Definition: Neoclassical Economics is a school of economics that focuses on rationality and mathematics to explain the behavior of a given economic system. In other words, it bases its theories on rationalism to predict how the economy will behave.
What does NeoClassical Economics Mean?
Neoclassical economics bases its theories in classical economics but departs from it by stating that individuals make their economic decisions based on rationality and utility. This means that everyone within an economic system acts and decides by analyzing all elements thoroughly before entering a given transaction. This criterion of usefulness establishes that a given good or service can be priced at a much higher amount than the sum of its per-unit costs if consumers perceive that the level of utility is higher than the cost of producing the good. This school of economics, although it is currently the predominant one, has some detractors.
This detractors state that the presumptions on which these theories are founded are fantasies and don’t reflect real world situations accurately. For example, individual don’t always make their purchases based on rationality, many times there is a lot of subjectivity attached to the transaction. Nonetheless, these neoclassical theories have helped develop modern economies up to the current point and have deeply shaped the way in which we understand the economic systems.
Here’s an illustration of how these theories work in a practical situation.

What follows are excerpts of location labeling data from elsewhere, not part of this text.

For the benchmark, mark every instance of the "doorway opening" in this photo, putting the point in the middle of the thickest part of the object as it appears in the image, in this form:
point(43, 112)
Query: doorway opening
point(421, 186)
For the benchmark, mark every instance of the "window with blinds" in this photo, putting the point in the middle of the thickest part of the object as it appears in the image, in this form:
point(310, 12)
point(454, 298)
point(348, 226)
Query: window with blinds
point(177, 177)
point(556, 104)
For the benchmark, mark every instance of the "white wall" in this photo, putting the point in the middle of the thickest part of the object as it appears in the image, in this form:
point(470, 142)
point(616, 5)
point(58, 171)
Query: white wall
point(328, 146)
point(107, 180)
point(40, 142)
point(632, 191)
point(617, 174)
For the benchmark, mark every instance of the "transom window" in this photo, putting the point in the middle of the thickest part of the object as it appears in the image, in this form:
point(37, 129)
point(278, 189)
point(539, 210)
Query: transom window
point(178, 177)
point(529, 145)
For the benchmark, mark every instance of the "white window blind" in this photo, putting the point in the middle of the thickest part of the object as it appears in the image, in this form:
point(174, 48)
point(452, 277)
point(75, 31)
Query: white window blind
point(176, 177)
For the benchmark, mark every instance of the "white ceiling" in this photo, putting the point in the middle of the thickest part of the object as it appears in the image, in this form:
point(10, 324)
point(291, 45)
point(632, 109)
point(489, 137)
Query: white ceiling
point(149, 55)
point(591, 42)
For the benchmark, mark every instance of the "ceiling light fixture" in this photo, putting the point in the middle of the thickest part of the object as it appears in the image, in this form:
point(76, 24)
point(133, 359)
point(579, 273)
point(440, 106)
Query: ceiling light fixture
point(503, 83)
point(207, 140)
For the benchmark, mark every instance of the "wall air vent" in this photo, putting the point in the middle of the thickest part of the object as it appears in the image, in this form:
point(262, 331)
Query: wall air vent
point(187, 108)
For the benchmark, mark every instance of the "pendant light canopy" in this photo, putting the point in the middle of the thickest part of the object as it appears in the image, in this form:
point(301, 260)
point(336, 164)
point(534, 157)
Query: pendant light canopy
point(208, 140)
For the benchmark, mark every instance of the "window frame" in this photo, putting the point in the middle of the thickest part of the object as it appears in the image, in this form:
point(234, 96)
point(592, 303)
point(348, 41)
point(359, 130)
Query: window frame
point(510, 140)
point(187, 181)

Futura Devices LLC is a company that designs and manufactures electronic devices. One of their recent devices is a holographic cell phone. The cell phone doesn’t have a physical screen; instead it reflects a holographic touch screen that the user can manipulate easily. This phone is the ultimate piece of technology and is very much desired by the consumers. The cost of producing this phone is $300 but consumers are paying more than $1,500 to get it. How neoclassical economics will explain this phenomenon?
As we previously explained, neoclassical economics state that the price of a good or service can be higher than the cost of production if consumers perceive that the intrinsic utility of the good is higher than that. They will pay as much as the level of utility they perceive. This means that, in this case, the perceived utility value of this phone is $1,500 or higher.